The Forgotten Art of Civil Discourse

I haven’t blogged in a while, largely because I have been busy with other things, but I have been watching US politics rather more than previously, and not liking what I am seeing.  The polarization of the two-party system has been expressed in isolated discourses with minimal cross-over, in which vocal members of each group express outrage and ridicule at the other group’s viewpoints, mock the appearance of representatives of the other group, engage in ad hominem (and ad familiam) attacks, and do all this while expressing outrage that members of the other group should treat them in the same discourteous manner.  Civility seems to be nearly extinct.  If the American way of government is to be saved, and I must admit great appreciation of the freedoms to which we have grown accustomed, we must reclaim civil discourse, not only in the sense of discourse about issues related to the civilian society, but also discourse which is civil in tone, even when disagreeing strongly.
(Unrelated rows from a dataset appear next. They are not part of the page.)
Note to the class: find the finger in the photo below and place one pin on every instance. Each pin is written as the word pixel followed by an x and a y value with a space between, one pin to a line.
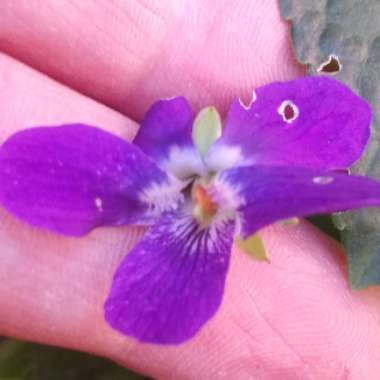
pixel 132 52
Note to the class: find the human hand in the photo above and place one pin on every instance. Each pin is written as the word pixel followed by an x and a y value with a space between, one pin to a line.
pixel 292 318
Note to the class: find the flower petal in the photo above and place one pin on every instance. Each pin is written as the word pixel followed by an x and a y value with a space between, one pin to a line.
pixel 314 122
pixel 166 136
pixel 172 282
pixel 73 178
pixel 267 194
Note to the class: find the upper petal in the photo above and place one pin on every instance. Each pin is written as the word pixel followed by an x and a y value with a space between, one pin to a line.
pixel 327 129
pixel 172 282
pixel 165 135
pixel 73 178
pixel 267 194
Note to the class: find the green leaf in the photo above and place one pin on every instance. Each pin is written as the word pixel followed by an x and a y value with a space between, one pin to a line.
pixel 253 246
pixel 206 129
pixel 342 38
pixel 28 361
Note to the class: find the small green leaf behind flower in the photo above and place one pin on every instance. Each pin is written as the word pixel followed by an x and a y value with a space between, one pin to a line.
pixel 253 246
pixel 207 128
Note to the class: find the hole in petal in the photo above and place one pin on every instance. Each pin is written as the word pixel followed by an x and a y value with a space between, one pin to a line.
pixel 99 204
pixel 288 110
pixel 331 66
pixel 323 180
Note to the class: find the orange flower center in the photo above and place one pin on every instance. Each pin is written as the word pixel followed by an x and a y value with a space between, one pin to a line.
pixel 204 207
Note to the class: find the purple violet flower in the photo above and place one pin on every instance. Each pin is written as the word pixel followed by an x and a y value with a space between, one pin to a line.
pixel 196 188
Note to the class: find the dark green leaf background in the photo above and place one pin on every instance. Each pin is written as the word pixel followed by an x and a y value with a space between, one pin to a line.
pixel 350 30
pixel 28 361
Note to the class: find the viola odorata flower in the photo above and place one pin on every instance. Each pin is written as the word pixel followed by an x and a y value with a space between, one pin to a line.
pixel 197 183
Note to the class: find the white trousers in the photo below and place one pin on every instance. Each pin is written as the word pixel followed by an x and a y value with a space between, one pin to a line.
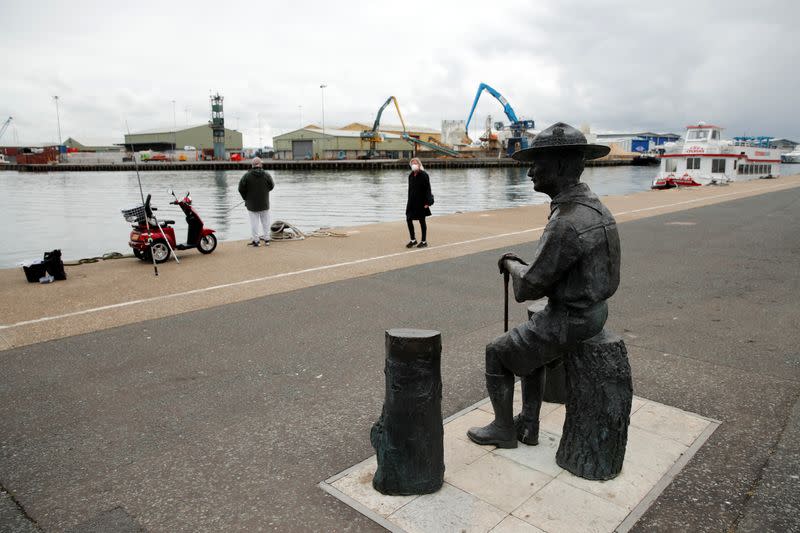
pixel 259 221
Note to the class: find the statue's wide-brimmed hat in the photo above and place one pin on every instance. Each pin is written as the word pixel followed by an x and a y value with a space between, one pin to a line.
pixel 560 137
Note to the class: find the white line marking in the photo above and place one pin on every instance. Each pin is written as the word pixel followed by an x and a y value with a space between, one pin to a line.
pixel 338 265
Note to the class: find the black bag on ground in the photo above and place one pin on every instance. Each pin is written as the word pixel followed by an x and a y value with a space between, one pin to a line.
pixel 54 265
pixel 34 271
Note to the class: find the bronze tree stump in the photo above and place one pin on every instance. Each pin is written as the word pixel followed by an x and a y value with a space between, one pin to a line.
pixel 599 396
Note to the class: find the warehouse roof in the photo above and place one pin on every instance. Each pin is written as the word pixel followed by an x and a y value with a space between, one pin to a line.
pixel 332 132
pixel 170 129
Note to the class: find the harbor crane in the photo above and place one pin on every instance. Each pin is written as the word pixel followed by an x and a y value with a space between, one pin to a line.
pixel 374 136
pixel 517 141
pixel 4 127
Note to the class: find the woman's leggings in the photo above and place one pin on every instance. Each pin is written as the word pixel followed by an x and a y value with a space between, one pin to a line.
pixel 422 225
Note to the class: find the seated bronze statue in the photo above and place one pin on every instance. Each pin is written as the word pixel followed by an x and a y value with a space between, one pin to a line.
pixel 576 266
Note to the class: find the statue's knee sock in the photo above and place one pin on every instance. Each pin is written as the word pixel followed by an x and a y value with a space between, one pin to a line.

Therefore, in the spirit of “First take the plant out of your own eye” (Matt 7:5; to which the liberal slogans “be the change” and “change begins with me” are rough paraphrases), I thought I might propose a few rules for civil discourse, which I am attempting to put into practice.  I warmly welcome proposed additions (non-partisan only, please), comments calling attention to where I myself transgress these, or broader subscription to these or similar principles of civil discourse!
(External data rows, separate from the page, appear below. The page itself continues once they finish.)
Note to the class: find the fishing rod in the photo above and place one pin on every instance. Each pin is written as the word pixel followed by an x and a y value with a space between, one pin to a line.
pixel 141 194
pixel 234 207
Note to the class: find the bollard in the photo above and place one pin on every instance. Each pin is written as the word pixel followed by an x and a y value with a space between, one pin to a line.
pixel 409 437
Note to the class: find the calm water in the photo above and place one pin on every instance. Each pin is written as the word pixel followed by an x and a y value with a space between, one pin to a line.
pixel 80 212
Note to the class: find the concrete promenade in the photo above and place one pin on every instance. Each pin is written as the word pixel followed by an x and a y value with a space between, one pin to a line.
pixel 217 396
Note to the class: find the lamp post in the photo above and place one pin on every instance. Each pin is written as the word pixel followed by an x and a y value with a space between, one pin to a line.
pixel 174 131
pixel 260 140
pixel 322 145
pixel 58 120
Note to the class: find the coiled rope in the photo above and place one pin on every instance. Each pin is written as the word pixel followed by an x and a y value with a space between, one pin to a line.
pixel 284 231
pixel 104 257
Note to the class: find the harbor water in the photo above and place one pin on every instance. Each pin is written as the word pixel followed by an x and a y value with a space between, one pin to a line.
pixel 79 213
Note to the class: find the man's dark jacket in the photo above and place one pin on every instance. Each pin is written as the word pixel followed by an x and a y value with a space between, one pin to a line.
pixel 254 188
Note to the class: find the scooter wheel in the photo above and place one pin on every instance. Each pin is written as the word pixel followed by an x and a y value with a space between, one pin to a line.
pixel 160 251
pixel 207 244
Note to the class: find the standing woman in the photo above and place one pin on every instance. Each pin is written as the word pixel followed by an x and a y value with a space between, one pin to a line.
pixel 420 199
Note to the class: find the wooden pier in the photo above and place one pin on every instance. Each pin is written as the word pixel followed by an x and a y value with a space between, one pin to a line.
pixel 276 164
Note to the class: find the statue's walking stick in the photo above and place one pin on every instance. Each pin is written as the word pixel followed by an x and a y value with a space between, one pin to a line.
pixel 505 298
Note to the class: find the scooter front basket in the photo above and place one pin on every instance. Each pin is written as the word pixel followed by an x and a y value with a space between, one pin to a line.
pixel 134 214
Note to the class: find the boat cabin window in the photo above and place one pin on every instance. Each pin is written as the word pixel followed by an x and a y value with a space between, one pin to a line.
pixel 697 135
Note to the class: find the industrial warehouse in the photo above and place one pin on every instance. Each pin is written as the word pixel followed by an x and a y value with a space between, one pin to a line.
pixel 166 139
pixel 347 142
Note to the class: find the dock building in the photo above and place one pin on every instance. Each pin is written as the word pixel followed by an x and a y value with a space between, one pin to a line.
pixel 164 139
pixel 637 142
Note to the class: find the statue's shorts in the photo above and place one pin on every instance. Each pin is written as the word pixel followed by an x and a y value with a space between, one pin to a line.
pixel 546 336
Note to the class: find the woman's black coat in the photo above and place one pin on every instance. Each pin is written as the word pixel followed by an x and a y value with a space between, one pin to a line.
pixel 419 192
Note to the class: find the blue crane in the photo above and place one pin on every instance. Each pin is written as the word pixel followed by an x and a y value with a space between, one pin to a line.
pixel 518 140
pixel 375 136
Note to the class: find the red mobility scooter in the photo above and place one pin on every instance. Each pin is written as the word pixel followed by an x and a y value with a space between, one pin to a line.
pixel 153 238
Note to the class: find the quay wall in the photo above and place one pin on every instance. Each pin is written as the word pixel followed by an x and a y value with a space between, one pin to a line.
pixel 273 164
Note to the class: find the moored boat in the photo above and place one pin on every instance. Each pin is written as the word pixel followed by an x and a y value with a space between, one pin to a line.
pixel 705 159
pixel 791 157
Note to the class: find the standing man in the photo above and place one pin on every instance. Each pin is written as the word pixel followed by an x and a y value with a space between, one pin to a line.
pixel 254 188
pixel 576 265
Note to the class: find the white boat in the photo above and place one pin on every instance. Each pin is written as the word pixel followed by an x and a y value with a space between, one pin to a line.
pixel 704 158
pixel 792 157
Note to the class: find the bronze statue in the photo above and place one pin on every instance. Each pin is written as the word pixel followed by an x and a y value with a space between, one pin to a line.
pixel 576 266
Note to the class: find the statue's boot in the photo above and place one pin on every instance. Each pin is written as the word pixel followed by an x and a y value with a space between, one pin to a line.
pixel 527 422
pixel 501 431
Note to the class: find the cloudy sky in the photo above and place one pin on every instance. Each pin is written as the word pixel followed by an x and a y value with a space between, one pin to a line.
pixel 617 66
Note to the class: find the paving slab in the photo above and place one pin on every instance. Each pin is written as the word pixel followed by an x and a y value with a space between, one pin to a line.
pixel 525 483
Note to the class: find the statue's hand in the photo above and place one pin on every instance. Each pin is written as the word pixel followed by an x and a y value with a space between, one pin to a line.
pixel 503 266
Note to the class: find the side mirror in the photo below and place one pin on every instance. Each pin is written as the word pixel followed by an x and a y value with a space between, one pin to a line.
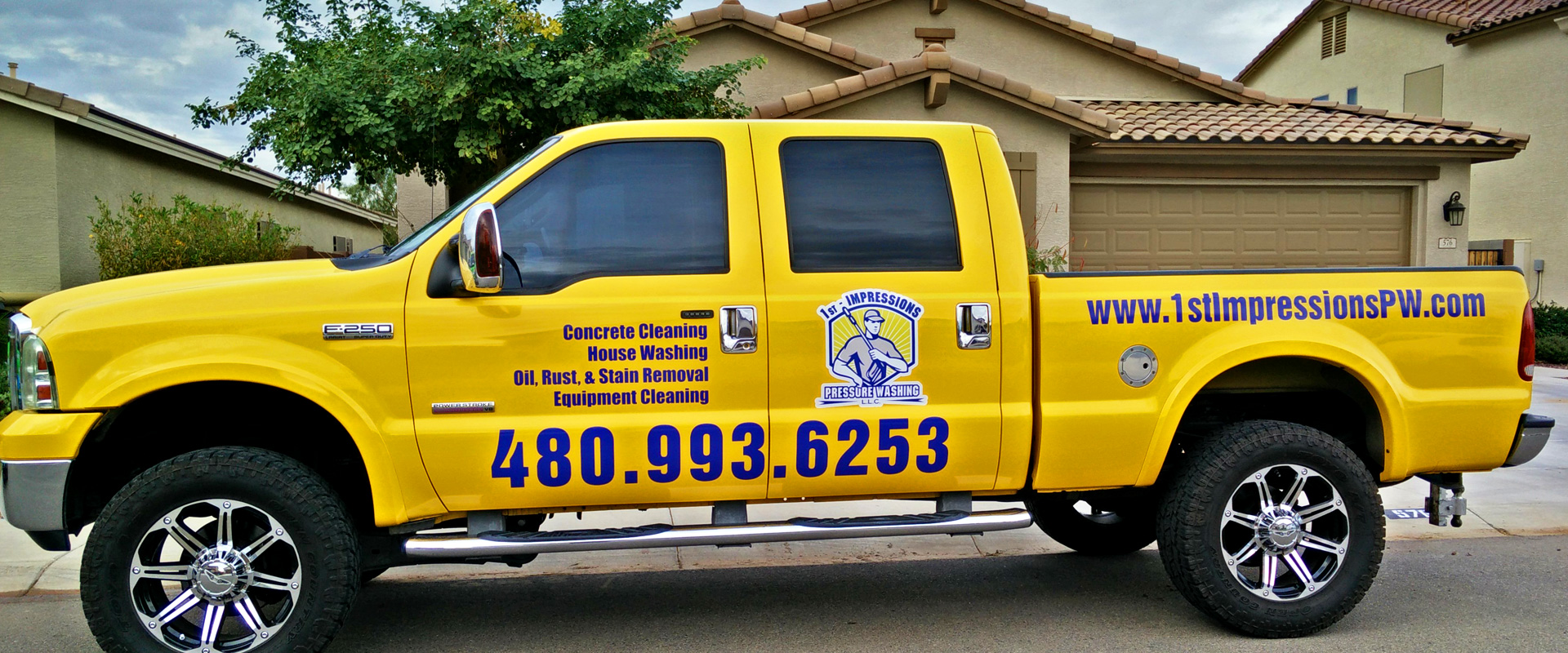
pixel 479 249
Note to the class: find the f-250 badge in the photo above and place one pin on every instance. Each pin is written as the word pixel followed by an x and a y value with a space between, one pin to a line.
pixel 872 342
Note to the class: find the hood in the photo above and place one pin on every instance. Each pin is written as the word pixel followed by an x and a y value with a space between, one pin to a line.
pixel 146 286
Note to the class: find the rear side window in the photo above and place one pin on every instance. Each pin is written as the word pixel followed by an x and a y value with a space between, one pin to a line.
pixel 620 209
pixel 867 206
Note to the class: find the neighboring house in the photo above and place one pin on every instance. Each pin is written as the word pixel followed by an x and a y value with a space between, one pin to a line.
pixel 59 153
pixel 1136 158
pixel 1491 61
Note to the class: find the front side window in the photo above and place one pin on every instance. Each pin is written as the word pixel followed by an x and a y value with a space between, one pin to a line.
pixel 618 209
pixel 867 206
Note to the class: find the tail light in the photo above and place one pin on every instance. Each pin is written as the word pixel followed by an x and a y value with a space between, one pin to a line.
pixel 1528 345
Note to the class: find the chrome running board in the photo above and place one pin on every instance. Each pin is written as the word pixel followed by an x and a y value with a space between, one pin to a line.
pixel 653 536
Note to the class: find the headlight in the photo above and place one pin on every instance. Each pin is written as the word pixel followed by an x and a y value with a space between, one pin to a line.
pixel 32 370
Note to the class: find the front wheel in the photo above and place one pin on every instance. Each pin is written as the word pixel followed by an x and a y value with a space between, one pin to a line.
pixel 221 550
pixel 1272 528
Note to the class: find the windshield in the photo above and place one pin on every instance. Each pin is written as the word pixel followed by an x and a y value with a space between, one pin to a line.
pixel 414 240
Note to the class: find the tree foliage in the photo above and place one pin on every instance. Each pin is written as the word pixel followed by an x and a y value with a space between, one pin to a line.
pixel 457 93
  1. No matter how crazy or offensive I find someone’s expressed viewpoint, I will respond to the issue rather than insulting the speaker.
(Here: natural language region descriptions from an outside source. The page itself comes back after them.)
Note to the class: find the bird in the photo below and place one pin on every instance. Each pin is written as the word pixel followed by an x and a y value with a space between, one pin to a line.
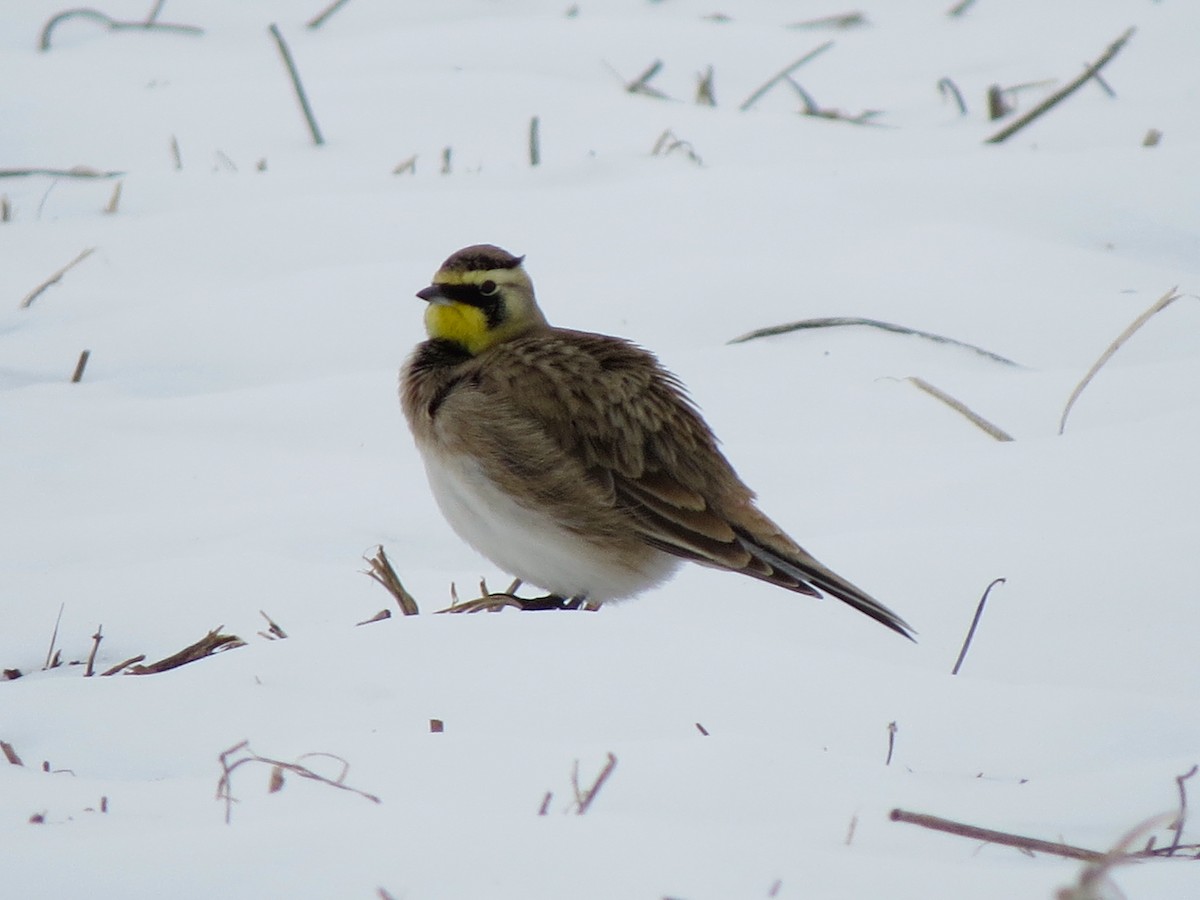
pixel 575 461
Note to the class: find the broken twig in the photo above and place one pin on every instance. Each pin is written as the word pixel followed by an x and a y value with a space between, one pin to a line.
pixel 1165 300
pixel 1063 93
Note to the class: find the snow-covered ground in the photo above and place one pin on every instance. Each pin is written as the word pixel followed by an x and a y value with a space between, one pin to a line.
pixel 235 445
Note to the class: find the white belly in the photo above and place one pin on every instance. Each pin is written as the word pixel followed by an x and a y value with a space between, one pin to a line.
pixel 529 544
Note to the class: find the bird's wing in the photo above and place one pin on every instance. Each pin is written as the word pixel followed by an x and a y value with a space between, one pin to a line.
pixel 628 424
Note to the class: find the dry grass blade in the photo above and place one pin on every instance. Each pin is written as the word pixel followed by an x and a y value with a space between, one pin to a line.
pixel 319 18
pixel 73 172
pixel 54 279
pixel 1091 885
pixel 989 835
pixel 77 376
pixel 583 798
pixel 961 408
pixel 112 24
pixel 1182 815
pixel 975 624
pixel 1165 300
pixel 228 765
pixel 286 53
pixel 840 21
pixel 783 75
pixel 54 636
pixel 123 665
pixel 90 669
pixel 1055 99
pixel 213 642
pixel 846 321
pixel 382 571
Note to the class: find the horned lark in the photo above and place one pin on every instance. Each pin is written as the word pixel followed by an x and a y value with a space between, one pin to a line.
pixel 574 461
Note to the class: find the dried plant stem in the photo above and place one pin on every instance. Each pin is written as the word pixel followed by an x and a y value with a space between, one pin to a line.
pixel 114 201
pixel 54 637
pixel 10 754
pixel 975 624
pixel 961 408
pixel 583 798
pixel 1165 300
pixel 54 279
pixel 295 83
pixel 1063 93
pixel 382 571
pixel 1181 817
pixel 534 142
pixel 993 837
pixel 73 172
pixel 213 642
pixel 319 18
pixel 123 665
pixel 844 321
pixel 225 787
pixel 783 75
pixel 77 376
pixel 90 669
pixel 112 24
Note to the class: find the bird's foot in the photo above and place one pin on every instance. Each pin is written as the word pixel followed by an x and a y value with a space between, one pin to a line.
pixel 495 603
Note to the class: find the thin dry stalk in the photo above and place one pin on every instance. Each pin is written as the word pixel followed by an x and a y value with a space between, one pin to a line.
pixel 273 628
pixel 382 571
pixel 961 408
pixel 10 754
pixel 975 624
pixel 583 799
pixel 378 617
pixel 213 642
pixel 959 9
pixel 123 665
pixel 642 83
pixel 1165 300
pixel 114 201
pixel 225 785
pixel 54 636
pixel 54 279
pixel 706 95
pixel 947 88
pixel 112 24
pixel 845 321
pixel 319 18
pixel 1091 885
pixel 295 83
pixel 77 376
pixel 1182 815
pixel 669 143
pixel 784 73
pixel 90 669
pixel 534 142
pixel 841 22
pixel 1055 99
pixel 989 835
pixel 73 172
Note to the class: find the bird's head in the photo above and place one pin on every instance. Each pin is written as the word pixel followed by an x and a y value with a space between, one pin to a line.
pixel 479 298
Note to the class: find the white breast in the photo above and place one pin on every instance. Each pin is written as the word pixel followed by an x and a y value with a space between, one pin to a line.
pixel 529 544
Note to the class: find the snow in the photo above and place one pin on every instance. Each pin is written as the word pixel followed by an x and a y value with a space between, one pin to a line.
pixel 237 445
  2. I will not criticize an opponent’s appearance (whatever color they may appear).
  3. No matter how dangerous I feel an opponent’s ideas to be, I will not suggest that they ought to be (a) killed, (b) tortured, (c) deported, (d) deposed, or (e) jailed, unless those ideas are in fact illegal.  Freedom of speech protects the expression of any ideas, no matter how distasteful or even harmful, which are not expressly declared illegal (such as libel, conspiracy to commit a crime, or advocacy of terrorism).  There are things legal which ought to be illegal, but someone cannot legally be punished for them until they are made illegal.
  4. I will not call something “illegal” or “criminal” unless it is (or at least I believe it to be in fact criminal).  Many things are wrong, stupid, offensive, and harmful which are not in fact illegal or criminal.
  5. I will not repeat a denunciation without having first investigated its accuracy for myself.  (Retweets count as repeating something.)
  6. If I do not have any original thought to express, I will remain silent rather than repeat partisan slogans.
  7. I will recognize the correct legal titles, courtesies, and honors of people who disagree with me, rather than calling their standing into question.  Legal titles are not a question of behavior, but of appointment, and are objective, not subjective.
  8. I will search for what I may agree with in what my political opponents express.
  9. I will always tell the truth, and always add sufficient context and nuance to avoid misleading half-truths.
  10. I will avoid ridicule.  While humor is good, what I find funny is often not what my political opponents find funny, and will likely only offend them.  Mockery is being overused in our political discourse right now.  Besides, ridicule is often just a weak attempt to cover not having a convincing counter-argument.

Notice that none of this says I will always agree.  In fact, I am finding very little in contemporary political discourse, from any quarter, with which I can agree in good conscience.  That is why it is all the more important to disagree and maintain civility.